Five days after Hurricane Katrina ravaged the U.S. Gulf of Mexico coast, residents of the flooded city of New Orleans are expressing anger and frustration at the slow pace of recovery. The mayor of the stricken city is demanding immediate action.
Tens of thousands of evacuees from New Orleans have been pouring into Baton Rouge and other nearby areas with stories of chaos, suffering and violence. Many of them praise the relief efforts at huge shelters set up by federal and state officials, but they express dismay over the continuing anarchy in the city they left behind.
In a telephone interview with local radio station WWL, New Orleans Mayor Ray Nagin challenged both President Bush and Louisiana Governor Kathleen Blanco to bring his city more help.
"God is looking down on all this, and if they are not doing everything in their power to save people, they are going to pay the price, because everyday that we delay, people are dying, and they are dying by the hundreds, I am willing to bet. We are getting reports and calls that are breaking my heart from people saying, 'I have been in my attic, I cannot take it any more, the water is up to my neck, I don't think I can hold out.'"
The mayor says political leaders should stop giving news conferences, and concentrate instead on getting the relief effort up to speed. Mr. Nagin says this is not the time for politics as he watches his city fall apart.
"I am at the point now where it does not matter.
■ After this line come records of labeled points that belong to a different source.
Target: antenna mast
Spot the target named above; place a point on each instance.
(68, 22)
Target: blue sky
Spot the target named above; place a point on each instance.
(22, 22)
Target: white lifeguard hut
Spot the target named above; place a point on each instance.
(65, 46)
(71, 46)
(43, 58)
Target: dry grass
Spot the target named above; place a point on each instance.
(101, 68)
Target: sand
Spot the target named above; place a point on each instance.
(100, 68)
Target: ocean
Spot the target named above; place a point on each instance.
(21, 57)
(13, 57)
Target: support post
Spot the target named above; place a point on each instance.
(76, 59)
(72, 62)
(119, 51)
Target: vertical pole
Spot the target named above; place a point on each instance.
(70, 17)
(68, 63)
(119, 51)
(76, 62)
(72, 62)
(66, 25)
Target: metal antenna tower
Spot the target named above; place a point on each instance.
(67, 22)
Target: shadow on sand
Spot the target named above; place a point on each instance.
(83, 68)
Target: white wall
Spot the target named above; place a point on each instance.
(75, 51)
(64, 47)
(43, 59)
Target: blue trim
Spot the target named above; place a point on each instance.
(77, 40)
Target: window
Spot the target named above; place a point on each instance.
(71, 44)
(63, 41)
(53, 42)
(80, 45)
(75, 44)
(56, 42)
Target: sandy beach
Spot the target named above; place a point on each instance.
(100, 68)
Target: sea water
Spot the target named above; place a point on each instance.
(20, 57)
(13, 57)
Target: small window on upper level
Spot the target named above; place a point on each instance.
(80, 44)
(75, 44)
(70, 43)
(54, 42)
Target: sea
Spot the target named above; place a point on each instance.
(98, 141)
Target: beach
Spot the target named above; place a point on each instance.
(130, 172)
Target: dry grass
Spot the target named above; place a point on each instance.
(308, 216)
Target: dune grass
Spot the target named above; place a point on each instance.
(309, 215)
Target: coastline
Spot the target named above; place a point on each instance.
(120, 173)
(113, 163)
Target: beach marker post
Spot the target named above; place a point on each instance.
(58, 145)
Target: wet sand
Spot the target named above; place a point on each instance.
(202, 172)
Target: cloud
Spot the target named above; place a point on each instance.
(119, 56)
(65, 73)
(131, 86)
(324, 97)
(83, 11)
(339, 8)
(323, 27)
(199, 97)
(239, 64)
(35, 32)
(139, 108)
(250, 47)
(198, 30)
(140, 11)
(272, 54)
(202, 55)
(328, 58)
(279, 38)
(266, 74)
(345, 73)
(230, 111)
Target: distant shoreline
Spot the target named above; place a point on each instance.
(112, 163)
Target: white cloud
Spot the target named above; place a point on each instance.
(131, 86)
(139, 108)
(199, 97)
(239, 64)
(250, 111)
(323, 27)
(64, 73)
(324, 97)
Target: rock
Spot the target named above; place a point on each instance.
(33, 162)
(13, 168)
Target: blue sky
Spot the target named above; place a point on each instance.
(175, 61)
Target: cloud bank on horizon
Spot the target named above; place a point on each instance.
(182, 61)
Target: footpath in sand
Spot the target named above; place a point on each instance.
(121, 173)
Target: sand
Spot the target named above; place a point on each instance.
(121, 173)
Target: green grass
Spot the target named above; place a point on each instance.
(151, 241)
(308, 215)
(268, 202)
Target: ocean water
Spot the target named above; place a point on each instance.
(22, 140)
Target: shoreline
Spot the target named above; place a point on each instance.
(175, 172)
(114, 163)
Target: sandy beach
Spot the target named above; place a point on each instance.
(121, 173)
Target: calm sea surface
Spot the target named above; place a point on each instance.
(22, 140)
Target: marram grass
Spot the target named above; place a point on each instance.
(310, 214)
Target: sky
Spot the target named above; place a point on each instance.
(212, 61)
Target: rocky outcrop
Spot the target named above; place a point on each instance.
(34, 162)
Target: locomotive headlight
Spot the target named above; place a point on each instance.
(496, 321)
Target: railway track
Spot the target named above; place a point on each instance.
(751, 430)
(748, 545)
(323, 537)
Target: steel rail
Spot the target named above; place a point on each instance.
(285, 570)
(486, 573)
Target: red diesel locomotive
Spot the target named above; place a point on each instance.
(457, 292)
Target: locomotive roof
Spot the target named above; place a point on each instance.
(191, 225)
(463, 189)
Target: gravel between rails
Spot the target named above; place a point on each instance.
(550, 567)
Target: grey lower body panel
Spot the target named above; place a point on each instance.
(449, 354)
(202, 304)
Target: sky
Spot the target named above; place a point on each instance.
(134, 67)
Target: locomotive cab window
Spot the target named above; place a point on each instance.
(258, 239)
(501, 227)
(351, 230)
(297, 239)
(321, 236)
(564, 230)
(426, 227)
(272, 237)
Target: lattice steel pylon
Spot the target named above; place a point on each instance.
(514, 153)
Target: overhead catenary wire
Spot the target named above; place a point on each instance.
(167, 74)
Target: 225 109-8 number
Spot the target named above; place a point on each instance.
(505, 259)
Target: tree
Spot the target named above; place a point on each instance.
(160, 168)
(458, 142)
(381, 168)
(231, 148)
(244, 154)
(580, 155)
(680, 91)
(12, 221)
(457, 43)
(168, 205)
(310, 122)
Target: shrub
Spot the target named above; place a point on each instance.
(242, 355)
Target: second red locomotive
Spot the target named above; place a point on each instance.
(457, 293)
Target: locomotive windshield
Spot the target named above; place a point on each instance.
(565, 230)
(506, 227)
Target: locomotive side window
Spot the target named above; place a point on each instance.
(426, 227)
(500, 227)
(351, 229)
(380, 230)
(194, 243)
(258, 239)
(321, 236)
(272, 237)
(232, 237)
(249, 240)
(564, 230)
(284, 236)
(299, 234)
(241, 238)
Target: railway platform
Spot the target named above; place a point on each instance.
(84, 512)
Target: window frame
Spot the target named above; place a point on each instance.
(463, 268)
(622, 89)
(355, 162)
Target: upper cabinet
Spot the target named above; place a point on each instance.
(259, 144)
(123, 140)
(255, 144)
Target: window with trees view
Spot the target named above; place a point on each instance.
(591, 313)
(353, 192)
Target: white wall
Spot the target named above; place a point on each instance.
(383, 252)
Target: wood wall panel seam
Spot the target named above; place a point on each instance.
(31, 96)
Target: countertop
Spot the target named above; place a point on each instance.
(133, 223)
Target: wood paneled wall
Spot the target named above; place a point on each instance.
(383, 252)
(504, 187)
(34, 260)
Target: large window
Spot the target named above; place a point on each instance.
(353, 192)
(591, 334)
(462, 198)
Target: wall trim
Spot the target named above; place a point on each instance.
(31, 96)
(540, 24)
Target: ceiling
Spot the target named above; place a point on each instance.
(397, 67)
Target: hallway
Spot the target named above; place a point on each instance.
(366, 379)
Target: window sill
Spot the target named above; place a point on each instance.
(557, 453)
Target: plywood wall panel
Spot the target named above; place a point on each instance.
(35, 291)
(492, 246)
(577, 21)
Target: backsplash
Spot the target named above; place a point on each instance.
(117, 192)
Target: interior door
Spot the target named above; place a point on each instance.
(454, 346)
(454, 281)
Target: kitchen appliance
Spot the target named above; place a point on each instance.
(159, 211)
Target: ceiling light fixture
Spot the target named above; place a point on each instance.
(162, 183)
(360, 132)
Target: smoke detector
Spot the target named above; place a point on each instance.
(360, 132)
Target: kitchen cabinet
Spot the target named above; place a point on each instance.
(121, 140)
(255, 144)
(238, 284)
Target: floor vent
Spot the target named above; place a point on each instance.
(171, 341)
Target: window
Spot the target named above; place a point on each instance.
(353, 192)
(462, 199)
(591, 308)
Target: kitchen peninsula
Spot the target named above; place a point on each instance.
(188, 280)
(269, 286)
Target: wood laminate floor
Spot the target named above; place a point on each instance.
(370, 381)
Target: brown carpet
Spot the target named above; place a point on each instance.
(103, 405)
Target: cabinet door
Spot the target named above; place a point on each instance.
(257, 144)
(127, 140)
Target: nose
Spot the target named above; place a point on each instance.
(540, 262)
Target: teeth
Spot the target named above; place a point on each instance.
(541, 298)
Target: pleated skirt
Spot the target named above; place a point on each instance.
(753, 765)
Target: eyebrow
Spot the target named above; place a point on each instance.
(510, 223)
People are dying. They do not have homes. They do not have jobs. The city of New Orleans will never be the same."
President Bush has also expressed frustration at the slow pace of recovery and has called on officials on the scene to do more. The president is touring the devastated region, and is scheduled to meet with Governor Blanco and other officials.
Another problem vexing the relief effort is lawlessness. Criminals have taken advantage of the crisis, and have been hijacking relief vehicles, and reportedly even firing guns at helicopters.
National Guard Lieutenant General Steven Blum says his forces are well armed, but that their job is not to go after the delinquents.
"Lethal force is something that we would try to avoid at all costs. We are here to help the people of Louisiana, not to inflict damage on them. The only reason we come armed is for self protection, and if it is necessary to have arms and ammunition to preserve a safe and secure environment down here, then we have that equipment on hand, but we do not want to use it."
Federal officials say some 30,000 soldiers are being deployed in New Orleans and other battered areas along the Gulf coast.
On Thursday, 300 National Guard soldiers with combat experience in Iraq and Afghanistan arrived here from Arkansas and, on Friday, a contingent of 1,000 National Guardsmen from Puerto Rico arrived on scene.